In this paper, we proposed modified version of Super Characters, in order to make it work on multi-modal data. In the case of this AffCon CLAFF shared task, the multi-modal data includes text data and tabular data. In addition, we deploy the models on low-power CNN chips, which proves the feasibility of applying DNN models with consideration of real-world practical concerns such as power and speed. The Super Characters method is relatively new and starts to attrack attentions for application scenarios. Pretrained models on large corpus would be very helpful for the Super Characters method, as success of pretrained model is observed for NLP models like ELMO and BERT. For fine-tuning on small datasets, data augmentation should further boost the generalization capability.

References

[1] Jaidka, K.; Singh, I.; Lu, J.; Chhaya N.; and Ungar, L. 2020. A report of the CL-Aff OffMyChest Shared Task at Affective Content Workshop @ AAAI. In Proceedings of the 3rd Workshop on Affective Content Analysis @ AAAI (AffCon2020). New York, New York. February.
[2] Asai, A.; Evensen, S.; Golshan, B.; Halevy, A.; Li, V.; Lopatenko, A.; Stepanov, D.; Suhara, Y.; Tan, W.-C.; and Xu, Y. 2018. Happydb: A corpus of 100,000 crowdsourced happy moments. In Proceedings of LREC 2018. Miyazaki, Japan: European Language Resources Association (ELRA).
[3] Sun, B.; Yang, L.; Dong, P.; Zhang, W.; Dong, J.; and Young, C. 2018. Super characters: A conversion from sentiment classification to image classification.
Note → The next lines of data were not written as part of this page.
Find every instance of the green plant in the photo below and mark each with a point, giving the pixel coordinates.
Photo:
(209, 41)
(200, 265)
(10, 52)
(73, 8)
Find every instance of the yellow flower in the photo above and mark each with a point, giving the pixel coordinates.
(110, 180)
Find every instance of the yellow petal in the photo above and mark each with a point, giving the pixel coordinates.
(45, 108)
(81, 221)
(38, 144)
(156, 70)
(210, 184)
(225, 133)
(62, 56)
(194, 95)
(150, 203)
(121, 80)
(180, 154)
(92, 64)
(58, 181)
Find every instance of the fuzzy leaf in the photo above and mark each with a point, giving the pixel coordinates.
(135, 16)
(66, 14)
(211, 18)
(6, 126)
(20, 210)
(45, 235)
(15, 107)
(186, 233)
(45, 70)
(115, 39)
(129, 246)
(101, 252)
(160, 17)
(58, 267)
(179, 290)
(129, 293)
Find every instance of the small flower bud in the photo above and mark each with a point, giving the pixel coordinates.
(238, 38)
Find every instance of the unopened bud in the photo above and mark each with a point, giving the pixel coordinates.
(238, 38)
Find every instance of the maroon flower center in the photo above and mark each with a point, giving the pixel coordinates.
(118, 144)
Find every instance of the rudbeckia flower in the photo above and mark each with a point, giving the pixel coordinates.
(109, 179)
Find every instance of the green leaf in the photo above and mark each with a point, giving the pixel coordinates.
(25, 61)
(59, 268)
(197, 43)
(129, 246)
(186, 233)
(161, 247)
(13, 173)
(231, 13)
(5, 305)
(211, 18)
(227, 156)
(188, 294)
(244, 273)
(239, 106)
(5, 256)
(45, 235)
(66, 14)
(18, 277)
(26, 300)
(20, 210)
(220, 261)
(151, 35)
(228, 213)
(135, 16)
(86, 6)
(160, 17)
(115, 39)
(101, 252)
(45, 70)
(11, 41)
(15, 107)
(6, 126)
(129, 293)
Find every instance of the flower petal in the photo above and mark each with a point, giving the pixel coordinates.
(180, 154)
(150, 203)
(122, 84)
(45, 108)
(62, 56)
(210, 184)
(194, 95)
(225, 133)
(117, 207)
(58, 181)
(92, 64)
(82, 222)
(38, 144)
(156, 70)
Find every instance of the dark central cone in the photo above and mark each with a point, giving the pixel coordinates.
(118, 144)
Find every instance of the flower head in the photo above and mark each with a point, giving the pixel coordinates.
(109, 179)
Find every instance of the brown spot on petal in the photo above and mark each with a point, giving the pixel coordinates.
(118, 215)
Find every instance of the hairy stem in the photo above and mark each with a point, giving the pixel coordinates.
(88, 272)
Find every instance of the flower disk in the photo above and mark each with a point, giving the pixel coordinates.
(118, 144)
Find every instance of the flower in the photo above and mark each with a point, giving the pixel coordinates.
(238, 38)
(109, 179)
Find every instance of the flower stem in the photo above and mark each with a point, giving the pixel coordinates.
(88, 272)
Proceedings of EMNLP2018 workshop WASSA2018.
[4] Sun, B.; Yang, L.; Dong, P.; Zhang, W.; Dong, J.; and Young, C. 2018. Ultra Power-Efficient CNN Domain Specific Accelerator with 9.3 TOPS/Watt for Mobile and Embedded Applications. Proceedings of the IEEE Conference on Computer Vision and Pattern Recognition Workshops, pages 1677–1685, 2018.
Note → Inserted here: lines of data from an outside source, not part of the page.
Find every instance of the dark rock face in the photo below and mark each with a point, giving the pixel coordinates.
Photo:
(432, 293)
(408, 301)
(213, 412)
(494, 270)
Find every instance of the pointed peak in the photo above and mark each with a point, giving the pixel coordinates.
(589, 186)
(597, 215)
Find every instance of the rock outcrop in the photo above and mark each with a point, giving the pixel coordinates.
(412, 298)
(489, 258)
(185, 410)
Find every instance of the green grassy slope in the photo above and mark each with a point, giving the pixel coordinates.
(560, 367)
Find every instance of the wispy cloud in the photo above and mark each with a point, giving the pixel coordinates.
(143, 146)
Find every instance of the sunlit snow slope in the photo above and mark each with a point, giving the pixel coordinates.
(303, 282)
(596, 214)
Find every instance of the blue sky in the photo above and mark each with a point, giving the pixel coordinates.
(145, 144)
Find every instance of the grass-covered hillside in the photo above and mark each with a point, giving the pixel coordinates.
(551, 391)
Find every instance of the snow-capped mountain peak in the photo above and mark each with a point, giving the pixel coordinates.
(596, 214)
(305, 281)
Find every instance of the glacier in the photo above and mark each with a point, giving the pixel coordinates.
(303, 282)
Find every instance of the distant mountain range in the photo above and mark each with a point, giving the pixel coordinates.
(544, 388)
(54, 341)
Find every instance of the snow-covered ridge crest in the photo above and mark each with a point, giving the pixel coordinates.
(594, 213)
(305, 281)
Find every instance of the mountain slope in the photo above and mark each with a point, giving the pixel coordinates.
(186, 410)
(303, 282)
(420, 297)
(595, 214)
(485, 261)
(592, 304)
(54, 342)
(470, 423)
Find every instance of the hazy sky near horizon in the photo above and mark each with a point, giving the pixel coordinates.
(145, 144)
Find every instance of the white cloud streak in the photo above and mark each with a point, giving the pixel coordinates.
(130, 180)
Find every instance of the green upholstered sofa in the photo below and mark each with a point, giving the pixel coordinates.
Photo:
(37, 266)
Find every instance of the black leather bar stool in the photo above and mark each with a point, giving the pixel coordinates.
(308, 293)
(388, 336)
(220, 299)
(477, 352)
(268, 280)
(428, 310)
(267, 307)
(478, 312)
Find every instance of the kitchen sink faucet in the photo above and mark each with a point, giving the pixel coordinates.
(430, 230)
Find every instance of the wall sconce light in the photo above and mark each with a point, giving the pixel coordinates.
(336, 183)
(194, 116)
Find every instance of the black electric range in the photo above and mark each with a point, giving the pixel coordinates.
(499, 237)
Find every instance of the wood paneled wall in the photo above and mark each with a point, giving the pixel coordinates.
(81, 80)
[5] Sun, B.; Liu, D.; Yu, L.; Li, J.; Liu, H.; Zhang, W. and Torng, T. 2018. MRAM Co-designed Processing-in-Memory CNN Accelerator for Mobile and IoT Applications. NeurIPS 2018 Workshop MLPCD, 2018.
[6] Sun, B.; Yang, L.; Chi, C.; Zhang, W.; Lin, M. 2019. Squared English Word: A Method of Generating Glyph to Use Super Characters for Sentiment Analysis. Proceedings of AAAI 2019 AffCon Workshop.
[7] Sun, B.; Yang, L.; Zhang, W.; Lin, M.; Dong, P.; Young, C. and Dong, J. 2019. SuperTML: Two-Dimensional Word Embedding for the Precognition on Structured Tabular Data. Proceedings of the IEEE Conference on Computer Vision and Pattern Recognition 2019 Workshop Precognition.
[8] Sun, B.; Yang, L.; Lin, M.; Young, C.; Dong, J.; Zhang, W. and Dong, P. 2019. SuperChat: Dialogue Generation by Transfer Learning from Vision to Language using Two-dimensional Word Embedding and Pretrained ImageNet CNN Models. CVPR 2019 Workshop Language and Vision.
[9] Sun, B.; Yang, L.; Lin, M.; Young, C.; Dong, P.; Zhang, W. and Dong, J. 2019. SuperCaptioning: Image Captioning Using Two-dimensional Word Embedding. CVPR 2019 Workshop VQA.
[10] Sun, B.; Yang, L.; Lin, M.; Young, C.; Dong, P.; Zhang, W. and Dong, J. 2019. System Demo for Transfer Learning across Vision and Text using Domain Specific CNN Accelerator for On-Device NLP Applications. IJCAI 2019 Workshop Bringing Semantic Knowledge into Vision and Text Understanding (Tusion).